The man was diagnosed with BMD by seroreactivity to recombinant glycerophosphodiester phosphodiesterase (rGlpQ). rGlpQ was described in a case series by Molloy from IMUGEN in the Annals of Internal Medicine. [2] “The accuracy of rGlpQ serodiagnosis was originally designated by Schwan et al. [3], and is an alternative method when bacterial DNA is not detected,” according to Oda.

He was also diagnosed with Lyme disease based on the rash and three IgM bands: 24 kDa (OspC), 39 kDa (BmpA), and 41 kDa (Fla). The authors did not mention whether they looked for other tick-borne illnesses reported in Minnesota such as Babesia, Ehrlichia and Anaplasmosis.

“This case suggests that BMD should be considered in febrile travelers returning from the Northeastern and Midwestern regions of the United States,” states Oda “and that BMD and Lyme disease co-infection should be considered to detect cases of imported BMD.”

The authors summarize the literature on treatment of BMD. “Treatment for uncomplicated BMD is generally doxycycline (100 mg twice a day) for 7- 14 days,” explains Oda. “Amoxicillin, cefuroxime, and macrolide also may be effective.” [4] Oda also included a case of BMD with meningoencephalitis in an immunocompromised patient who failed 2 weeks of doxycycline that responded to 30 days of intravenous penicillin G therapy. [5]

The 63-year-old American traveler to Minnesota gradually improved over 14 days on doxycycline. The authors’ case report adds BMD disease to the growing list of traveler’s concerns following a tick bite.

 

References:

  1. Oda R, Kutsuna S, Sekikawa Y, Hongo I, Sato K, Ohnishi M, Kawabata H: The first case of imported Borrelia miyamotoi disease concurrent with Lyme disease. J Infect Chemother 2017.
  2. Molloy PJ, Telford Iii SR, Chowdri HR, Lepore TJ, Gugliotta JL, Weeks KE, Hewins ME, Goethert HK, Berardi VP: Borrelia miyamotoi Disease in the Northeastern United States: A Case Series.
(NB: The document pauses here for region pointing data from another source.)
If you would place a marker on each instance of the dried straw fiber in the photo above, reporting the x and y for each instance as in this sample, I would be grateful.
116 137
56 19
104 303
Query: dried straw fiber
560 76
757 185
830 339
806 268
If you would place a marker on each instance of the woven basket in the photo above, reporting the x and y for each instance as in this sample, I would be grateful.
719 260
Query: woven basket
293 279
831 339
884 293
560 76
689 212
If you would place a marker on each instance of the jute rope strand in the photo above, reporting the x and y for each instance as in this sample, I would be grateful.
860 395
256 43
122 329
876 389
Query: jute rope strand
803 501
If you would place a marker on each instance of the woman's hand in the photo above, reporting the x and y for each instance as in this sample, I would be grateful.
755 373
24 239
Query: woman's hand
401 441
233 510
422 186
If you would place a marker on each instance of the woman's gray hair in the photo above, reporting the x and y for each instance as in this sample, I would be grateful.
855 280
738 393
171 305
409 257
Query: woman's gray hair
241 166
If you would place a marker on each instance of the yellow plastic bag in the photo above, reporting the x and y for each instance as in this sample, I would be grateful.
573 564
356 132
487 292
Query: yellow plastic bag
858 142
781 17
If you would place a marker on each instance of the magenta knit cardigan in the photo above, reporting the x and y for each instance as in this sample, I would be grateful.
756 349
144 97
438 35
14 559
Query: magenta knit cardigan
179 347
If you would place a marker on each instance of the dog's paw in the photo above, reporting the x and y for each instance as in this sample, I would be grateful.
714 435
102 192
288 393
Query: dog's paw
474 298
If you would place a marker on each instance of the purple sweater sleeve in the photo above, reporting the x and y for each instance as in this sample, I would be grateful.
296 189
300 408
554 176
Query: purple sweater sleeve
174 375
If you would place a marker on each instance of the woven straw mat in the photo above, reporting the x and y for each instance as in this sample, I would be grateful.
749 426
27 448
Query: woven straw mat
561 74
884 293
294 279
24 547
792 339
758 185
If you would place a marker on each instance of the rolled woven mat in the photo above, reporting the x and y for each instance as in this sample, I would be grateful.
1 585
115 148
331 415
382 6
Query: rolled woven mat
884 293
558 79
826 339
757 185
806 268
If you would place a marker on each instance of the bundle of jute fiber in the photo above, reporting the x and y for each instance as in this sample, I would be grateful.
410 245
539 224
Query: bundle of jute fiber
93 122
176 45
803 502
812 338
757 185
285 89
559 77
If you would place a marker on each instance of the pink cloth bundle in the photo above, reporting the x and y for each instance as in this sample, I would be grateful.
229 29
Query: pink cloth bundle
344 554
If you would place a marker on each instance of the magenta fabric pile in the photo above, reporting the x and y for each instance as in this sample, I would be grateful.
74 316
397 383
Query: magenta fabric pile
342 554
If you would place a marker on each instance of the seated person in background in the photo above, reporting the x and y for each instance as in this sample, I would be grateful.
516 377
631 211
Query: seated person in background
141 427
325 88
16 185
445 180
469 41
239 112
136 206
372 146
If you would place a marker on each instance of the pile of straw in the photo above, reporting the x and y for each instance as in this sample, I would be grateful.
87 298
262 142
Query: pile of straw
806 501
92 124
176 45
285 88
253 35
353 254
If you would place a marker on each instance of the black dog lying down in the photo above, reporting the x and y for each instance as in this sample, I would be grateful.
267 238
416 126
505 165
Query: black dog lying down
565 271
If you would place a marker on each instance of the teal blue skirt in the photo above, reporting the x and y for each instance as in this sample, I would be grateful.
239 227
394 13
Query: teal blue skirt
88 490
Ann Intern Med 2015.
  3. Schwan TG, Schrumpf ME, Hinnebusch BJ, Anderson DE, Jr., Konkel ME: GlpQ: an antigen for serological discrimination between relapsing fever and Lyme borreliosis. J Clin Microbiol 1996, 34(10):2483-2492.
  4. Krause PJ, Fish D, Narasimhan S, Barbour AG: Borrelia miyamotoi infection in nature and in humans. Clin Microbiol Infect 2015.
  5. Gugliotta JL, Goethert HK, Berardi VP, Telford SR, 3rd: Meningoencephalitis from Borrelia miyamotoi in an immunocompromised patient. N Engl J Med 2013, 368(3):240-245.

 


1 Reply to "Borrelia miyamotoi disease can be added to list of traveler's concerns"

  • Karen
    02/18/2017 (12:11 am)
    Reply

    It is being called Relapsing Fever Group in California by CDPH. They have found it in ticks at a rate of 1 B miyamotoi to 4 B burgdorferi in my county. Of course, no one is being tested for it, so human cases are going undiagnosed and untreated. They rarely cause EM rash according to the early human case studies.